DIPAM then conveyed the concerns to the market watchdog SEBI, which then informed the industry body AIBI that no further IPOs would be allowed till the issue is resolved.
FAQs
What are the different types of investors in an IPO?
There are different categories of IPO investors. A reserved quota or percentage of shares is fixed for each category. These include Retail Individual Investors (RII), Non-institutional bidders (NII), Qualified Institutional Bidders (QIB), Foreign Institutional Investors (FII) and Anchor Investors.
Who is a Qualified Institutional Buyer (QIB)?
Qualified Institutional Buyers are institutional investors with expertise and financial muscle to invest in the capital markets carefully and strategically. 50% of the total offer is reserved for this category and SEBI registration is required to bid under this category.
QIBs include public financial institutions, banks, mutual funds, foreign institutional investors registered with SEBI, venture capital funds, state industrial development corporations, Provident Funds and Pension Funds with a minimum corpus of Rs 25 crore each, insurance companies, etc.
Who are Non-Institutional Investors (NII)?
Non-institutional investors are those who want to apply for an IPO for shares more than Rs 2 lakh. They do not have to register with SEBI and have a minimum of 15% shares on the offer reserved for them. They are not entitled to bid at the cut-off price.
How to Apply For IPO Through UPI?
Step 1: Login to your online account with the broker.

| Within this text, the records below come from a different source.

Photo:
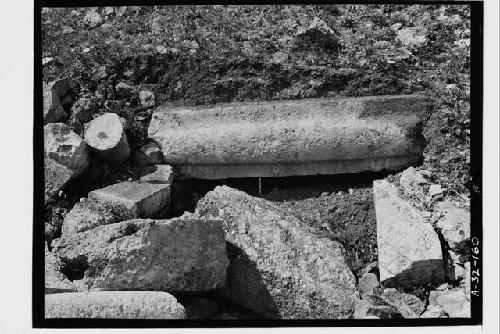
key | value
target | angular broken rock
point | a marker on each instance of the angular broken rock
(277, 268)
(65, 147)
(283, 138)
(56, 96)
(454, 225)
(408, 305)
(372, 307)
(56, 177)
(454, 302)
(181, 254)
(409, 251)
(107, 138)
(114, 305)
(127, 200)
(149, 154)
(85, 216)
(55, 281)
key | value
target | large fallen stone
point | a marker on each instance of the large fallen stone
(107, 139)
(85, 216)
(133, 199)
(56, 96)
(55, 281)
(181, 254)
(454, 302)
(277, 268)
(283, 138)
(56, 177)
(409, 251)
(66, 147)
(408, 305)
(454, 224)
(114, 305)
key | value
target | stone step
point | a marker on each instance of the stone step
(284, 138)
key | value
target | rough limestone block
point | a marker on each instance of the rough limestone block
(185, 254)
(454, 225)
(277, 268)
(85, 216)
(283, 138)
(66, 147)
(158, 174)
(114, 305)
(56, 95)
(409, 251)
(55, 281)
(56, 177)
(107, 139)
(133, 199)
(454, 302)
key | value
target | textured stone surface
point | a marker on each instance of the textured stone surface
(367, 283)
(107, 139)
(133, 199)
(56, 176)
(114, 304)
(149, 154)
(56, 95)
(408, 305)
(454, 302)
(85, 216)
(454, 225)
(310, 136)
(372, 307)
(409, 251)
(55, 281)
(158, 174)
(181, 254)
(277, 268)
(199, 308)
(65, 147)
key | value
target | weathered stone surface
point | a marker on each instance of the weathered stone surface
(367, 283)
(199, 308)
(454, 225)
(133, 199)
(282, 138)
(65, 147)
(372, 307)
(56, 177)
(85, 216)
(114, 305)
(106, 137)
(149, 154)
(454, 302)
(158, 174)
(56, 96)
(408, 305)
(55, 281)
(92, 19)
(181, 254)
(412, 182)
(147, 98)
(84, 108)
(277, 268)
(409, 251)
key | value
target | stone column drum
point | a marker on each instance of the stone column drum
(293, 137)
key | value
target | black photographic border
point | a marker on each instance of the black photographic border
(476, 170)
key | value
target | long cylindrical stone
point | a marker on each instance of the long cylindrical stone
(282, 138)
(107, 138)
(114, 305)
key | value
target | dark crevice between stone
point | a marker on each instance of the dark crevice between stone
(74, 269)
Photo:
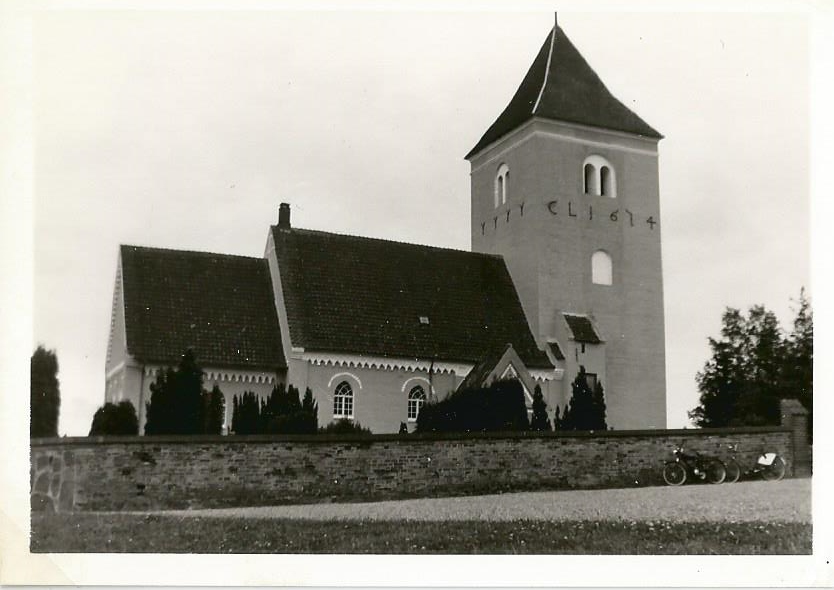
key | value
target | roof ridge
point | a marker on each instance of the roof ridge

Select the IPO name from the current IPO list.
Step 2: Enter the lot size you want to bid for and the bid price.
Step 3: Type your UPI ID and hit the submit button.
Step 4: Approve the transaction on your UPI app.
You will receive the mandate notification in the UPI app. Accept the mandate and the application money will remain blocked until the IPO allotment date. You will receive an SMS from the exchange confirming your application.